4. The oceans' tides are highly variable
but precisely predictable using mathematical formulae that can
calculate tidal behaviour as far into the future as required.
Similarly, the hydroelectric generating equipment is mature and
its output efficiencies are known throughout its head range.3
Using British Admiralty tidal data, the output from the tidal
generator is predictable down to 6-minute increments for as far
into the future as desired. Predictability of output is important
when integrating the output into a grid system and lack of predictability
has been a drawback for other sources of renewable power.
COMMERCIAL VIABILITY
5. TE's technology has never been built
before and bears the inherent risks of unsuspected problems arising
despite thoroughgoing engineering planning. In order to consider
investing in such a venture, a private investor must see sufficient
return to absorb potential cost overruns, operational problems,
and other unpredicted negative events. The value of the Renewables
Obligation Certificate (ROC) provides that extra revenue and is
the key to attacting investors. Without the ROC, TE's technology
would require some form of grant and/or subsidy support to achieve
competitiveness. With the ROC, TE's technology is apparently competitive.
TE's technology, together with the ROC, has proven itself sufficiently
promising to attract private investment on each of its three proposed
projects.4 Other investors have expressed interest in future projects.
The only apparent remaining potential roadblock to commercial
viability is the consents process. Careful monitoring of the initial
projects will indicate the accuracy of projections and actual
performance will determine whether future projects would be competitive.
RENEWABLES STRATEGY
6. TE's technology has the potential to
make significant contributions to helping the Government reach
its targets for greenhouse gas emissions reduction. The ROC and
the Renewables Obligations on electricity providers creates enough
assistance to make initial projects commercially attractive to
private investors. Thus, while the existing support is critical
to the viability of TE's contribution to renewables in the UK,
no further assistance is required at this point. Therefore, we
suggest that tidal power need not be a higher priority, just as
long as it does not become a lower priority. Should preliminary
cost projections prove to be significantly underestimated, TE's
technology could require further grant or subsidy assistance.
RESEARCH AND
DEVELOPMENT
7. All research and development of TE's
technology is currently funded privately. Focus is on the three
active projects in Wales and studies are being planned and initiated
as necessary preconditions for filing Planning Applications for
the three projects.

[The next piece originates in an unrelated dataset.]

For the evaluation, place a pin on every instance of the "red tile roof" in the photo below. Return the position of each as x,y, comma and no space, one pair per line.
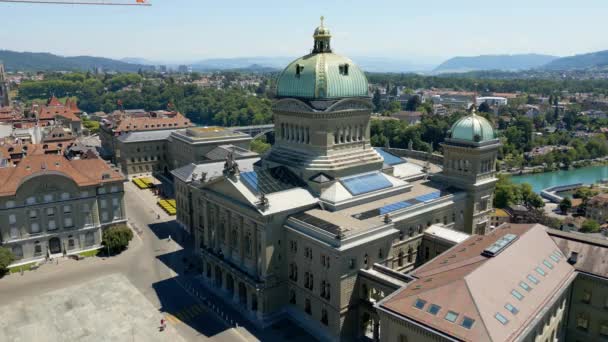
464,281
84,172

TE may apply for public funds to support its
research and development activities at some point in the future,
but its near-term needs are being met with private funds.
ENVIRONMENTAL ASPECTS
8. The installation of a tidal generator
will impact its surrounding area by changing the behaviour of
currents and waves, which will, in turn, change existing sediment
transport regimes. It will be important to build sediment transport
models that will dictate design parameters to designers so that
the structure will not deposit more sediment in shipping channels
or increase the removal of beach sands. ABP Research Ltd has been
engaged to undertake such studies for the Swansea Bay Project.

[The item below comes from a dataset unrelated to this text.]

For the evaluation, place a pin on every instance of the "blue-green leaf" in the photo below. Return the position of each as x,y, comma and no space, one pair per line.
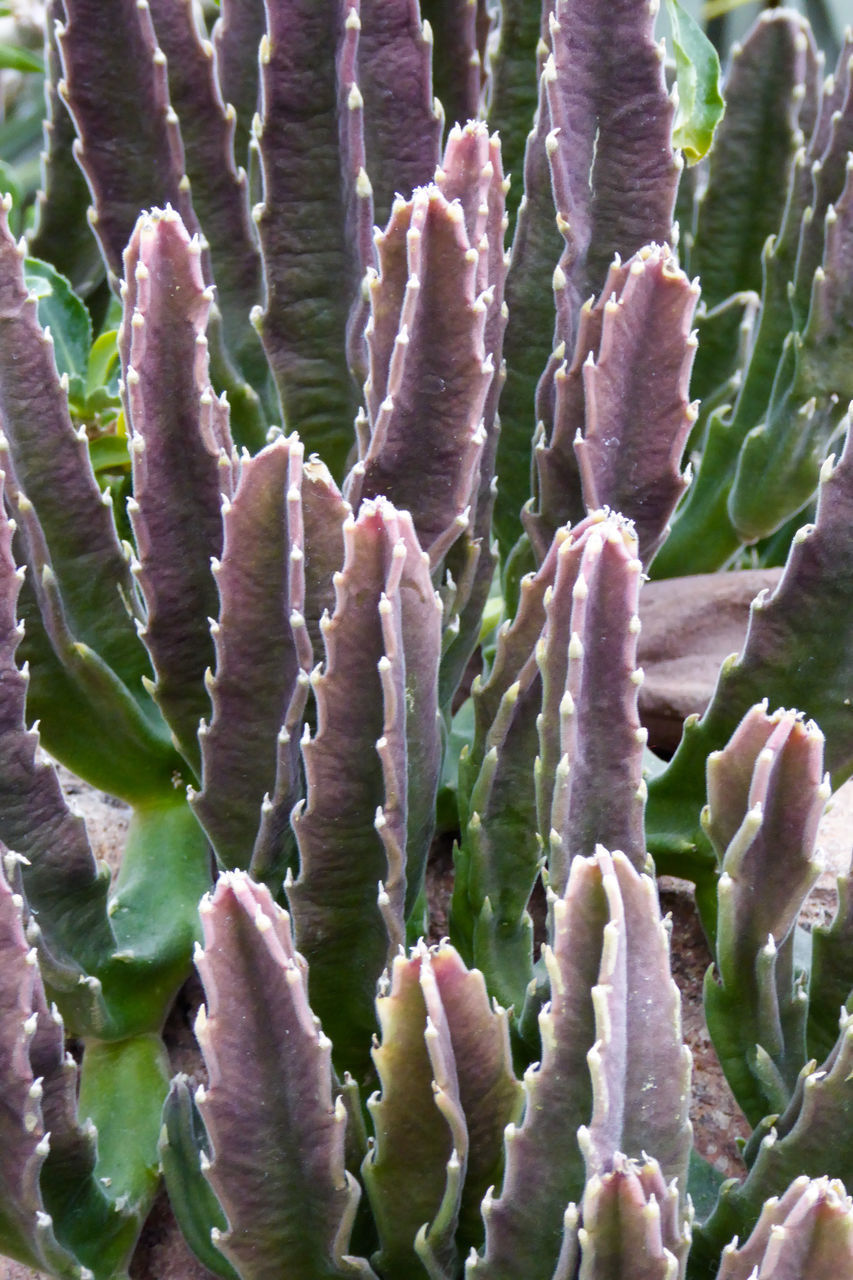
16,59
69,323
697,72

It is expected that their considerable expertise in the field
of sediment transport modeling, combined with the fact that ABP
owns the ports of Swansea and Port Talbot, will produce a carefully
crafted design that does not disrupt the sediment transport regime
of Swansea Bay. Similar efforts will take place for the other
two projects.
9. The impoundment structure for the tidal
generator will be constructed of locally obtained loose rock,
sand and gravel and it will have a natural appearance, similar
to existing shoreline coastal defense projects. Upon construction,
the impoundment structure will quickly become a habitat for many
species from micro-organisms on up through the food chain. It
will provide nesting habitats for the avian community and it is
expected that it will increase biodiversity in the area and provide
a safer habitat for some of the endangered species in the area.
Careful and complete studies of the environmental impact will
be conducted prior to Planning Application, throughout construction,
and during operations, so that future projects can be guided by
the experience of these initial projects. The projects have already
created considerable interest in the academic environmental community
at such institutions as the University of Wales (Bangor) Institute
for the Environment. It is expected that the projects will become
focal locations for many academic research studies.
10. The operation of the turbines will create
some localised turbulence. Mature fish can sense the underwater
pressure wave that the turbulence creates and will avoid the area.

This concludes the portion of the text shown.